Sir, can you give a link to the code of NER system which is good at extracting symptoms? Needed so that I can continue my project.

For example:

She denies any COUGH or sputum production

Output - cough, sputum production

Thanks in advance. :)

Sujit Pal said...

Hi Saurabh, that NER system is our proprietary one, it doesn't have a public API. There is a similar service called Metamap from NIH, for which a Java API exists. Maybe take a look at that? Also check out Alchemy and OpenCalais, I believe both can recognize medical entities (although probably not as well as Metamap or our proprietary one.

Manuel LeNormand said...

Do you have any insights about the different available regex extractors: 1. LingPipe's RegExChunker
2. Stanford TokensRegex
3. UIMA RegexAnnotator
4. GATE JAPE

IS there any real difference? optimization, scalability?
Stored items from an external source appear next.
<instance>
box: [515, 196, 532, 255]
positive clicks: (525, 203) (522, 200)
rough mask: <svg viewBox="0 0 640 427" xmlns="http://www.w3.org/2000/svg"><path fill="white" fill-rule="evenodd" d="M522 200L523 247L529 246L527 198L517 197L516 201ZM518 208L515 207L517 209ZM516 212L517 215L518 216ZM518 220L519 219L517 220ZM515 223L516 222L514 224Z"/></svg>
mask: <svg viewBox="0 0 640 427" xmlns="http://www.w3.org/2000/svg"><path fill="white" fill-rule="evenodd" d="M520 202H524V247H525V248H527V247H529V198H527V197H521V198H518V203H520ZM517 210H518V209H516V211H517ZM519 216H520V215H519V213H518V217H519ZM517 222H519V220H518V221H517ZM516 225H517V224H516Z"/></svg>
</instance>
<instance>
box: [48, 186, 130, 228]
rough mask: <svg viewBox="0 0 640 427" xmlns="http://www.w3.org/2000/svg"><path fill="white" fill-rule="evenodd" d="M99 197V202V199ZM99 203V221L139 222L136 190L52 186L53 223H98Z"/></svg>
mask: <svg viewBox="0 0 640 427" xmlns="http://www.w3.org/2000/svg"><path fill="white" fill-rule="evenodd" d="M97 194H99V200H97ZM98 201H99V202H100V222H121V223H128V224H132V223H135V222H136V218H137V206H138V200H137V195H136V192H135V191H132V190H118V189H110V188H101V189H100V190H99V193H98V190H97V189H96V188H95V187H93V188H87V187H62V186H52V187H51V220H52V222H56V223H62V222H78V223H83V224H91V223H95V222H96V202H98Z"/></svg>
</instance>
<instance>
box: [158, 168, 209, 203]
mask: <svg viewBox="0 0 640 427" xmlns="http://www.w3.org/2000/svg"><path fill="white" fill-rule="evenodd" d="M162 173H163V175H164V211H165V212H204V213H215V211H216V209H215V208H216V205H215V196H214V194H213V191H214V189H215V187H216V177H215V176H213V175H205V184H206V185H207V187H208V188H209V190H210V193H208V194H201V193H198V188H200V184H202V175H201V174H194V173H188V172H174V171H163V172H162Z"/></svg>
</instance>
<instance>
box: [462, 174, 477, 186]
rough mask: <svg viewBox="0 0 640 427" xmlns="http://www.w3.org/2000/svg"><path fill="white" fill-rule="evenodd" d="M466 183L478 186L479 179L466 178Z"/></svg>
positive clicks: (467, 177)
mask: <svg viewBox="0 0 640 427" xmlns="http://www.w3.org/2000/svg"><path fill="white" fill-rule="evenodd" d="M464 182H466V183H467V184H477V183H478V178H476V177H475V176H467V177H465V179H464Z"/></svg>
As my system is written in .Net, what are the drawbacks of writing the regex rule base on my own? Is there something to be aware of, ie performance or error handling, that the above frameworks take care of?

Sujit Pal said...

Hi Manuel, I am familiar with #1 and #3 only. No real insights except that both (as far as I remember) take a list of regexes and apply them to the string in sequence. short circuiting on the first match (so order matters). At least for regex based chunking I don't see much need to use them in preference to something you could write yourself, except for convenience. But you should probably ask this question on the mailing lists of these projects, you will probably get a more authoritative answer.